Oracle Multimedia manages DICOM content by providing the following:

  • Storage and retrieval of medical imaging data in the database to synchronize the DICOM data with the associated business data

  • Full object and relational interfaces to Oracle Multimedia DICOM services

  • Extraction of DICOM metadata into user-specifiable XML documents

  • Querying using associated relational data and extracted metadata

  • Image processing, such as thumbnail generation

  • Creation of new DICOM objects

  • Conformance validation based on a set of user-specified conformance rules

  • Making DICOM objects anonymous based on user-defined rules that specify the set of attributes to be made anonymous and how to make those attributes anonymous

  • The ability to update run-time behaviors, such as the version of the DICOM standard supported, without installing a new release of Oracle Database

Overview of Oracle Spatial

Oracle Spatial is designed to make spatial data management easier and more natural to users of location-enabled applications and geographic information system (GIS) applications. When spatial data is stored in Oracle Database, it can be easily manipulated, retrieved, and related to all other data stored in the database.

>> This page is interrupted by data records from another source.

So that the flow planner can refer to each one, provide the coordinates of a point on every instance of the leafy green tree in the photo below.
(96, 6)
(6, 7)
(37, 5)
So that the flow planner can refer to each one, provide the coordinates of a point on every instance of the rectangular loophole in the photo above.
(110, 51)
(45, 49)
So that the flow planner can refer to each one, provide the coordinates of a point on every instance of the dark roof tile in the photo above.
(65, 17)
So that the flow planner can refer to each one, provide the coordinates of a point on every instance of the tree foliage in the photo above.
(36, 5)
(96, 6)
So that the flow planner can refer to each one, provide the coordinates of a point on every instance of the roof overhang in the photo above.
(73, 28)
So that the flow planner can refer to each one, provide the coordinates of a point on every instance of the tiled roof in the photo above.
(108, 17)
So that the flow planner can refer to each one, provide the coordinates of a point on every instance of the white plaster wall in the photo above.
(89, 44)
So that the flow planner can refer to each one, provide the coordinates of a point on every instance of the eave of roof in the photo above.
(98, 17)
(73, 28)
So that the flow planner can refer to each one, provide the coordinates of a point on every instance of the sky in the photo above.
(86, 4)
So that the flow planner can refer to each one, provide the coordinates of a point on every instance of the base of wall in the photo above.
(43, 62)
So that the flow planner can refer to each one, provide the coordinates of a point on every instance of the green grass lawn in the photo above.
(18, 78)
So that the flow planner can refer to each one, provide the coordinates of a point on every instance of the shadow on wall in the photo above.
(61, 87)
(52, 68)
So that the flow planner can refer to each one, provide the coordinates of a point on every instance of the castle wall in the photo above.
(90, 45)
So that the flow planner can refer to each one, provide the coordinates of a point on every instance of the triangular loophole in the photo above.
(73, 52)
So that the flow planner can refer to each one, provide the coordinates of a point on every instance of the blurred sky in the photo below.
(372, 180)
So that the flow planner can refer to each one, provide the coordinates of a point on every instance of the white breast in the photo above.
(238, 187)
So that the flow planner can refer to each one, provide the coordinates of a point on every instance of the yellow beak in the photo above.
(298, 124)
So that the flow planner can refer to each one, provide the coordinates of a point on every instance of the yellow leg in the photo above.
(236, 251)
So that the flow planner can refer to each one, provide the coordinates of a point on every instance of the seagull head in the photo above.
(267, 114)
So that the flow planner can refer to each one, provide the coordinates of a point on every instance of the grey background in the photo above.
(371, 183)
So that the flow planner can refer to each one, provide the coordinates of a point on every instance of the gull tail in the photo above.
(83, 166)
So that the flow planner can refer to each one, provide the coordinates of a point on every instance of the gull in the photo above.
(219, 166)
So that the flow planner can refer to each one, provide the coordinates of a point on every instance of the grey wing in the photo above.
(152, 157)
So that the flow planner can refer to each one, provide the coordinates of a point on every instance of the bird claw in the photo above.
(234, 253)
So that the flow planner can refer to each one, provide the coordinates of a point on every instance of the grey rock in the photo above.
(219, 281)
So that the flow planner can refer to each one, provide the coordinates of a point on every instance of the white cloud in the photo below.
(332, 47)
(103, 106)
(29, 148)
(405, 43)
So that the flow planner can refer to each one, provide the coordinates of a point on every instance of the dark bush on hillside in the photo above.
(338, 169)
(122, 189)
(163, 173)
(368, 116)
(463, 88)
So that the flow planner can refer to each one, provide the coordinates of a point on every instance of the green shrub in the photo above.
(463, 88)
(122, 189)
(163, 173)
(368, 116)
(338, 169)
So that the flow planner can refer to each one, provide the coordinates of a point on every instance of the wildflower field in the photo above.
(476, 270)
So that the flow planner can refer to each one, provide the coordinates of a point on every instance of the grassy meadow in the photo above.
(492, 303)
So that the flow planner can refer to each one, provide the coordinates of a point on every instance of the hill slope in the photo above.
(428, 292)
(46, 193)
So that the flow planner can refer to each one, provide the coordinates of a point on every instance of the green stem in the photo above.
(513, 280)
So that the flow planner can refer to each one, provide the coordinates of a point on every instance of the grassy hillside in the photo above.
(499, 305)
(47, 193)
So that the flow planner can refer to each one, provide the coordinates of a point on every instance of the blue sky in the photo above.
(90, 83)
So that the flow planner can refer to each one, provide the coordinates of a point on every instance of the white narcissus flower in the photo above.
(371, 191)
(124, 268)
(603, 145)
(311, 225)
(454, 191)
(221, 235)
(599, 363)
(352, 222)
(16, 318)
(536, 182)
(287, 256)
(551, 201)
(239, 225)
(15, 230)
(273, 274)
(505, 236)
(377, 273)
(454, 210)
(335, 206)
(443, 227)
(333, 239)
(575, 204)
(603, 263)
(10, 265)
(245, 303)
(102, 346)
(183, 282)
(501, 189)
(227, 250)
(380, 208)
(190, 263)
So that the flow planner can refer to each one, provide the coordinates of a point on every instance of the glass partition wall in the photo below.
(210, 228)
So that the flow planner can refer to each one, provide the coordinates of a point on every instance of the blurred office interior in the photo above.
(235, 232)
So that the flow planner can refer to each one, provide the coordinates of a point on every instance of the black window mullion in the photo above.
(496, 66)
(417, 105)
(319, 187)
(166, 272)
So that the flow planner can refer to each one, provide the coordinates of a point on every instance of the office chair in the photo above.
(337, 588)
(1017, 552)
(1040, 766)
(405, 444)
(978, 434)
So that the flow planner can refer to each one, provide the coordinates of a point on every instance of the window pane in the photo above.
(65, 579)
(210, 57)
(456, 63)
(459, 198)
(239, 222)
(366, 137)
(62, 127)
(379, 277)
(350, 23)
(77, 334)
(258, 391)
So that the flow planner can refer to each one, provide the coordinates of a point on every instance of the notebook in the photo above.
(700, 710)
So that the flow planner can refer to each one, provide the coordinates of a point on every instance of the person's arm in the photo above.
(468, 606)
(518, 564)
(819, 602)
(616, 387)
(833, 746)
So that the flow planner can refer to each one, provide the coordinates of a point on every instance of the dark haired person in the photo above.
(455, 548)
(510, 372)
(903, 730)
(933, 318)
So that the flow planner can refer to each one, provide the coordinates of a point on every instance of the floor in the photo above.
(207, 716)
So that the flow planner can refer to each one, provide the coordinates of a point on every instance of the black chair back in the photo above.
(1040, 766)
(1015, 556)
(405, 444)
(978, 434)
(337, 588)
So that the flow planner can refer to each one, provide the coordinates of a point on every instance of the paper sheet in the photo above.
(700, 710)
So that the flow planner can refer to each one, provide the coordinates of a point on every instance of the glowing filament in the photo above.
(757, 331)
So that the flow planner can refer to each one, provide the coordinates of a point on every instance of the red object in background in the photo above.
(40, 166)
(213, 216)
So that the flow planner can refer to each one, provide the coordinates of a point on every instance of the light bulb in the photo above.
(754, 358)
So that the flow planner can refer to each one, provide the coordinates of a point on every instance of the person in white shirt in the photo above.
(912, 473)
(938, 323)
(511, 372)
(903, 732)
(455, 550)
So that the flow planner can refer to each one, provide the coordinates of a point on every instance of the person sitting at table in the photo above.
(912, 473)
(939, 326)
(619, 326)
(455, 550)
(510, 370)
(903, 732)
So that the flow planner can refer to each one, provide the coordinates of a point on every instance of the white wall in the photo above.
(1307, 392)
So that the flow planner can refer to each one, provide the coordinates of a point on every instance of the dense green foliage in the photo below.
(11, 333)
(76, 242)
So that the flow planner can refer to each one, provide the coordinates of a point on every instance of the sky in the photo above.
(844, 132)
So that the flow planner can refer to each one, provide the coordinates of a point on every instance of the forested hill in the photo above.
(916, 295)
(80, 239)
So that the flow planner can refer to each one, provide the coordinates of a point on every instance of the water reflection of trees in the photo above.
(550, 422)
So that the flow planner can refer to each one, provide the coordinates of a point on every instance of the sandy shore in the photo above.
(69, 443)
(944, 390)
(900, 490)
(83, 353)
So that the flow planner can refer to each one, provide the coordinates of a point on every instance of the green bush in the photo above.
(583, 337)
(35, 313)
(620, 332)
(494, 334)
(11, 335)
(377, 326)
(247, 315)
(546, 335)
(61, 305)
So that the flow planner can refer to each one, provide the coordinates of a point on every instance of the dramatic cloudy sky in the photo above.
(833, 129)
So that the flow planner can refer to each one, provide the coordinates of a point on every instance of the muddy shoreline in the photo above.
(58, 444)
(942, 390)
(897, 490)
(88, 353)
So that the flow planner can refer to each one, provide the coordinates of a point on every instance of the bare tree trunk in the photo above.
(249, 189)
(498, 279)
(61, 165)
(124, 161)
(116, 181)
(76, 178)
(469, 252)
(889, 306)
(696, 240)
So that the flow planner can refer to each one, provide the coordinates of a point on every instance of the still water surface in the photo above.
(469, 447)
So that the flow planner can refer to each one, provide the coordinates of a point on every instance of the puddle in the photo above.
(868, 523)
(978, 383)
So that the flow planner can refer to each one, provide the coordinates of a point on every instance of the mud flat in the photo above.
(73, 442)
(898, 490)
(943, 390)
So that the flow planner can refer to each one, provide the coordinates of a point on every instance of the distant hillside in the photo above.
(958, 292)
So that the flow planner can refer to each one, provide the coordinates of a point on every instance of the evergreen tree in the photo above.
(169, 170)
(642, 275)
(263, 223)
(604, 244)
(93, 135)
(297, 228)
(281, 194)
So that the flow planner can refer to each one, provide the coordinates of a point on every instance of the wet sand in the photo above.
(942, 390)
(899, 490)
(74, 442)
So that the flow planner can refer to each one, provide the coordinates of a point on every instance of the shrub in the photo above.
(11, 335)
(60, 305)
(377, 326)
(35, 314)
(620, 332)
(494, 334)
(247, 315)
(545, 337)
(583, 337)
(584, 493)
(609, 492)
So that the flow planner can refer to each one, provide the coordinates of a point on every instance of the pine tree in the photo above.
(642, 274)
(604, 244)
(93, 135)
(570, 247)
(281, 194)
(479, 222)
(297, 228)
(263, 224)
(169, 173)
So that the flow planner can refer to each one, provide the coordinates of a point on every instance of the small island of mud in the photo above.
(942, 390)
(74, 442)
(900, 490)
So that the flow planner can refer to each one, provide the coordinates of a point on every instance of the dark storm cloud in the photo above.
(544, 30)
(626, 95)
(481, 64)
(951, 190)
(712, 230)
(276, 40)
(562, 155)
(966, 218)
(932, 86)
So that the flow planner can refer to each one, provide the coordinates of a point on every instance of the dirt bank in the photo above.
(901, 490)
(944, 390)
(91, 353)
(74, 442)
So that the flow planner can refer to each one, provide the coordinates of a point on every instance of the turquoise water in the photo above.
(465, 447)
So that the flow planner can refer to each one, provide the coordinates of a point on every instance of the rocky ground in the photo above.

A common example of spatial data can be seen in a road map. A road map is a two-dimensional object that contains points, lines, and polygons that can represent cities, roads, and political boundaries such as states or provinces. A road map is a visualization of geographic information. The location of cities, roads, and political boundaries that exist on the surface of the Earth are projected onto a two-dimensional display or piece of paper, preserving the relative positions and relative distances of the rendered objects.

The data that indicates the Earth location (such as longitude and latitude) of these rendered objects is the spatial data. When the map is rendered, this spatial data is used to project the locations of the objects on a two-dimensional piece of paper. A GIS is often used to store, retrieve, and render this Earth-relative spatial data.

Types of spatial data (other than GIS data) that can be stored using Spatial include data from computer-aided design (CAD) and computer-aided manufacturing (CAM) systems. Instead of operating on objects on a geographic scale, CAD/CAM systems work on a smaller scale, such as for an automobile engine or printed circuit boards.

The differences among these systems are in the size and precision of the data, not the data's complexity. The systems might all involve the same number of data points. On a geographic scale, the location of a bridge can vary by a few tenths of an inch without causing any noticeable problems to the road builders, whereas if the diameter of an engine's pistons is off by a few tenths of an inch, the engine will not run.

In addition, the complexity of data is independent of the absolute scale of the area being represented. For example, a printed circuit board is likely to have many thousands of objects etched on its surface, containing in its small area information that may be more complex than the details shown on a road builder's blueprints.

These applications all store, retrieve, update, or query some collection of features that have both nonspatial and spatial attributes. Examples of nonspatial attributes are name, soil_type, landuse_classification, and part_number. The spatial attribute is a coordinate geometry, or vector-based representation of the shape of the feature.

Oracle Spatial provides a SQL schema and functions that facilitate the storage, retrieval, update, and query of collections of spatial features in Oracle Database. Spatial consists of the following:

  • A schema (MDSYS) that prescribes the storage, syntax, and semantics of supported geometric datatypes

  • A spatial indexing mechanism

  • Operators, functions, and procedures for performing area-of-interest queries, spatial join queries, and other spatial analysis operations

  • Functions and procedures for utility and tuning operations

  • Topology data model for working with data about nodes, edges, and faces in a topology.

  • Network data model for representing capabilities or objects that are modeled as nodes and links in a network.

  • GeoRaster, a feature that lets you store, index, query, analyze, and deliver GeoRaster data, that is, raster image and gridded data and its associated metadata.